During the next several weeks, Æthelred’s condition grew worse and worse. Weakened from the initial loss of blood, the king’s body now slowly began to succumb to the infections that swelled his gory wounds. The leeching of the court healers, though likely well-intentioned, did little to reverse his gradual decline into a tormented and feverish delirium. As the fallen king’s cuts turned septic, the festering wounds reopened again and again, spilling blood and puss, and giving off a suffocating stench. Though those who cared for him gave themselves to hopeful prayer for his recovery, the certain death of the king loomed over the court of Wessex.
Under the shadow of this morbid expectation, Alfred greeted the Easter of 871. The grim mood of the Wessex court could have easily made celebrating a festival such as Easter nearly impossible, but there was a certain resonance between Alfred’s personal story and the gospel narrative declared in the Easter liturgy.
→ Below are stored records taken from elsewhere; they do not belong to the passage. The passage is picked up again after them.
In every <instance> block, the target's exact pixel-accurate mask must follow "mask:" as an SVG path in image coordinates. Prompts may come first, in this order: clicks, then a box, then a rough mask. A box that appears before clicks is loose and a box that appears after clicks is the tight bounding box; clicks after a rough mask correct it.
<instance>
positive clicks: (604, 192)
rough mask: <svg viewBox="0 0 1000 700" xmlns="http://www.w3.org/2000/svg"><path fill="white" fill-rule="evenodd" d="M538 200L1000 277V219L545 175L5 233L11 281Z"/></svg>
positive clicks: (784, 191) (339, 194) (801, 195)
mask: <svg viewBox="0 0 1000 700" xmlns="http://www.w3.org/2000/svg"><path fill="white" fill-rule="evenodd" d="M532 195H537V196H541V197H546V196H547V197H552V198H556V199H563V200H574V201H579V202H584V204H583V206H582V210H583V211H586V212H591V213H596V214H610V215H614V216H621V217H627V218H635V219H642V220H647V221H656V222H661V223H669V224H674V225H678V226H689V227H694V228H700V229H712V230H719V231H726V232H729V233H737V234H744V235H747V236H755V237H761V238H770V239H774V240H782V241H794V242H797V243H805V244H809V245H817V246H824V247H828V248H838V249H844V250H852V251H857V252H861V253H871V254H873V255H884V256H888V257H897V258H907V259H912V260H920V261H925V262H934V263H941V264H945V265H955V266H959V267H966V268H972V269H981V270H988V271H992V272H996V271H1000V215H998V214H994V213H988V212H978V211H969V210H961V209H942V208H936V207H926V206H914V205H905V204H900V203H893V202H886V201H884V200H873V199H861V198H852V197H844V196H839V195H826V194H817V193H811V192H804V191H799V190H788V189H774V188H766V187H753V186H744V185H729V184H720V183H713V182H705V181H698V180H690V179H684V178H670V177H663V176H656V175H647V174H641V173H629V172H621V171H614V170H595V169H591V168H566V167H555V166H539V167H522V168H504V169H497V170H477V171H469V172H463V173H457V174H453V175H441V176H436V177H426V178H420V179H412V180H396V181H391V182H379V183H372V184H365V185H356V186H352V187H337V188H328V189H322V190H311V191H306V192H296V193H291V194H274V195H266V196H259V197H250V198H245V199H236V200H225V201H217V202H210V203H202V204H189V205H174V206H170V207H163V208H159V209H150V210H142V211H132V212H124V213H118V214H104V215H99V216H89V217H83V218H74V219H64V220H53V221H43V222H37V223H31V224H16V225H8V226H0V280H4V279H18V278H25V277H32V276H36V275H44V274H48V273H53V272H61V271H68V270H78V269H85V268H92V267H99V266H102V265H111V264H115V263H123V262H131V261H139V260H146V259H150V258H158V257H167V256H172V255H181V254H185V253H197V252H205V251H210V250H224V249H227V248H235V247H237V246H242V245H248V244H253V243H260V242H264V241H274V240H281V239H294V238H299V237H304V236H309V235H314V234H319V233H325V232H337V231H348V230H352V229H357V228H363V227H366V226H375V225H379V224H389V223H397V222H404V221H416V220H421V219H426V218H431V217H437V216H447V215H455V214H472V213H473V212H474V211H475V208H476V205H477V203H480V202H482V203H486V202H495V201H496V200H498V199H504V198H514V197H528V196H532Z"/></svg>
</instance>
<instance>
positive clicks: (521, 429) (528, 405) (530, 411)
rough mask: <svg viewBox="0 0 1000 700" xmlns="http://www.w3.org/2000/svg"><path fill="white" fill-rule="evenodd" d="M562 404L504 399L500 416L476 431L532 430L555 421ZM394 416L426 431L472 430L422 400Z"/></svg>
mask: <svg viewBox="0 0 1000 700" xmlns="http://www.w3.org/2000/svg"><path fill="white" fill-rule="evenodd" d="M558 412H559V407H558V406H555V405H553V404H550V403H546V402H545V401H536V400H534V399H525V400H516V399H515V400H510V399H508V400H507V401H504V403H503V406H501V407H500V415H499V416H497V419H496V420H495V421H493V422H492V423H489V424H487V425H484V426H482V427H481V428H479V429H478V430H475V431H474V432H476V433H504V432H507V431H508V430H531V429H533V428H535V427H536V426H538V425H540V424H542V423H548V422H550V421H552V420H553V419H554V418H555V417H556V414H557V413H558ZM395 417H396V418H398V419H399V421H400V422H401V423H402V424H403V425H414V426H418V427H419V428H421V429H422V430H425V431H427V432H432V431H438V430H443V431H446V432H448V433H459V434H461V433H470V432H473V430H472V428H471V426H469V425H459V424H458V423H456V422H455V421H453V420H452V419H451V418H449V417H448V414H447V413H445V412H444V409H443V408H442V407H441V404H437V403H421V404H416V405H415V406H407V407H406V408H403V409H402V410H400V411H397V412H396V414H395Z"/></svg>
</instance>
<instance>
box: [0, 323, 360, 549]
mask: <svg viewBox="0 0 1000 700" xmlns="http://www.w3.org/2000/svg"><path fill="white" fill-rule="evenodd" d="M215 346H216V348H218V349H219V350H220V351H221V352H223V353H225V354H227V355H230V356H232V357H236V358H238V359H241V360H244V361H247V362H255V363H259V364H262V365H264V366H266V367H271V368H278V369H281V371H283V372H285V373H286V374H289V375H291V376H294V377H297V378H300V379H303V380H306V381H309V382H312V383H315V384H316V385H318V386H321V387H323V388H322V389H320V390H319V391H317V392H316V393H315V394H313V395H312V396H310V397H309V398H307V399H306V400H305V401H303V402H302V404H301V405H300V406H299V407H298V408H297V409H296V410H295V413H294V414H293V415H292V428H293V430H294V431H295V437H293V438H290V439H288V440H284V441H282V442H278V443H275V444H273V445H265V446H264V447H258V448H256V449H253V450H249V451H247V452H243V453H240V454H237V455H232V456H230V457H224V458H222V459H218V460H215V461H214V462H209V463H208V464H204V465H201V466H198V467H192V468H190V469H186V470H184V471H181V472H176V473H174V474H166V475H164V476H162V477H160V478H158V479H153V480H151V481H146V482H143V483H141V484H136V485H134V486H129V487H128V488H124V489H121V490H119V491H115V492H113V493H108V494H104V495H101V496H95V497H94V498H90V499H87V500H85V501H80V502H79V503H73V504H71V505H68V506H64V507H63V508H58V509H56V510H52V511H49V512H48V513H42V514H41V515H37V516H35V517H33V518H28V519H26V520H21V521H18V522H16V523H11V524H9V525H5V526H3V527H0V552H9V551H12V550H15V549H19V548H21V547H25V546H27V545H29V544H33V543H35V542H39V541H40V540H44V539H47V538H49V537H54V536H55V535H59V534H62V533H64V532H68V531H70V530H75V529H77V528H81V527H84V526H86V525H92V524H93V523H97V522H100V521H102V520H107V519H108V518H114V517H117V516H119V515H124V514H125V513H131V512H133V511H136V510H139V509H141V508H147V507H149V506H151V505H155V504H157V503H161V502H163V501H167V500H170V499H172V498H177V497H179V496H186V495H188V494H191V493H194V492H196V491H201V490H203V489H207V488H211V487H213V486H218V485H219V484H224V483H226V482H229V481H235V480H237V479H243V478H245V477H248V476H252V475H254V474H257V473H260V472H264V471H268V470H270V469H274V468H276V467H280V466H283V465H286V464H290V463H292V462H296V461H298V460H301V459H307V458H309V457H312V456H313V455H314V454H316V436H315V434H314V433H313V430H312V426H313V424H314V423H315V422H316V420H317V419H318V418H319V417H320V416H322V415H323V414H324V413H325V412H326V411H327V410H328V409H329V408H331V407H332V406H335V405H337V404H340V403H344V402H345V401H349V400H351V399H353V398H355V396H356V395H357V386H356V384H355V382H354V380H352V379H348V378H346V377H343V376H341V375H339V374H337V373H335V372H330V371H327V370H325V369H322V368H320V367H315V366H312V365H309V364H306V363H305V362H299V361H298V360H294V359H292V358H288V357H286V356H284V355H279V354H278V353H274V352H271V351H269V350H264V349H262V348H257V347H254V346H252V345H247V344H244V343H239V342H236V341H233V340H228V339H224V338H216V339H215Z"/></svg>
Easter promised a hope beyond death. In fact, Easter promised a hope that came as a direct result of death. Easter told the story of one man’s fatal sacrifice, a sacrifice that conquered death by first seeming to give in to death. At Easter, Alfred was reminded of a resurrection that undid all the suffering of death.
Taking this message to heart might have changed how Alfred interpreted the state of Wessex. Perhaps even in this time of terrible darkness, even as all of Wessex was slowly engulfed by an ever-advancing godless foe, even as the king of Wessex writhed in a fatal agony, perhaps God was about to bring about a resurrecting deliverance in their midst.